È come quando un giornalista ha di fronte a sé due fonti affidabili che affermano esattamente il contrario su qualcuno. È logico correre il rischio di diffamare o calunniare? Probabilmente no. In un caso del genere, un giornalista ricorrerebbe all’uso dei verbi in modo potenziale (avrebbe fatto, avrebbe detto…), o probabilmente non pubblicherebbe neanche l’informazione.

Nel caso dell’aborto, il dubbio su quale fonte abbia ragione, se quella che ritiene che ci sia vita dal momento del concepimento o quella che non la pensa così, comporta un rischio troppo elevato, e il dubbio può decantare fino a impedire la nascita di una persona che probabilmente già esiste.

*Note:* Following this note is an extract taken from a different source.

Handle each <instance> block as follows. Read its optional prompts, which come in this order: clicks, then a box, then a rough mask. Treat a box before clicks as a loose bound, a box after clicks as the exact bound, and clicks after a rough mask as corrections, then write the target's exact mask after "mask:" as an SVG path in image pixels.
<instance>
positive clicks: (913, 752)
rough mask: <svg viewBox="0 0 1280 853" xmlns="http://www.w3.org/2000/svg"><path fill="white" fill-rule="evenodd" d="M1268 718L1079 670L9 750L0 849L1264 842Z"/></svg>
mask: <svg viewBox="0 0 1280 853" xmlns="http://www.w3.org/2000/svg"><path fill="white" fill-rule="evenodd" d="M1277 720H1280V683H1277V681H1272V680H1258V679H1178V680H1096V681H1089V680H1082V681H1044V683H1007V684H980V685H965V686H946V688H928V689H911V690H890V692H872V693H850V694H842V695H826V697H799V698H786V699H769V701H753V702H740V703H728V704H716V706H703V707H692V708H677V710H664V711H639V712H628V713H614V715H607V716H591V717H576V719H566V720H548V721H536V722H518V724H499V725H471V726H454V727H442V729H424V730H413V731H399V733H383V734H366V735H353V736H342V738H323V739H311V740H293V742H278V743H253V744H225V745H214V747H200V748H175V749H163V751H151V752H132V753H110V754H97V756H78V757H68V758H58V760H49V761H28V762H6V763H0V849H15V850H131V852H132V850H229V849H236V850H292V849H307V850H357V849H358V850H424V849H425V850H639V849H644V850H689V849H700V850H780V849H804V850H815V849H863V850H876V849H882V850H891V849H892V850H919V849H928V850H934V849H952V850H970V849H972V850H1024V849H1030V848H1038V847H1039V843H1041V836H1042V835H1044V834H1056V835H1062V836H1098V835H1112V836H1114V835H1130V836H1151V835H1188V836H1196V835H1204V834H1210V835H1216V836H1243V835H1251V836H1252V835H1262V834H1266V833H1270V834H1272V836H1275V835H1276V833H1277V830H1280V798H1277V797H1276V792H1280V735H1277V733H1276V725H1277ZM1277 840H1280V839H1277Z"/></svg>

L’uso dei verbi al condizionale non è possibile: o quel feto segue il suo cammino fino alla nascita o smette di vivere in quel momento. Se per non diffamare una persona non corriamo il rischio e non informiamo, a quale decisione di prudenza dovrebbe condurci la possibilità di porre fine a una vita?

Il dubbio esorta alla prudenza. La prudenza non sembra attraente né per l’algoritmo sulle reti né per l’indice di ascolto in televisione, ma nel dibattito sull’aborto è necessaria. Chiediamo più filosofia e scienza, nel contenuto e nel metodo, nel dibattito pubblico sull’aborto.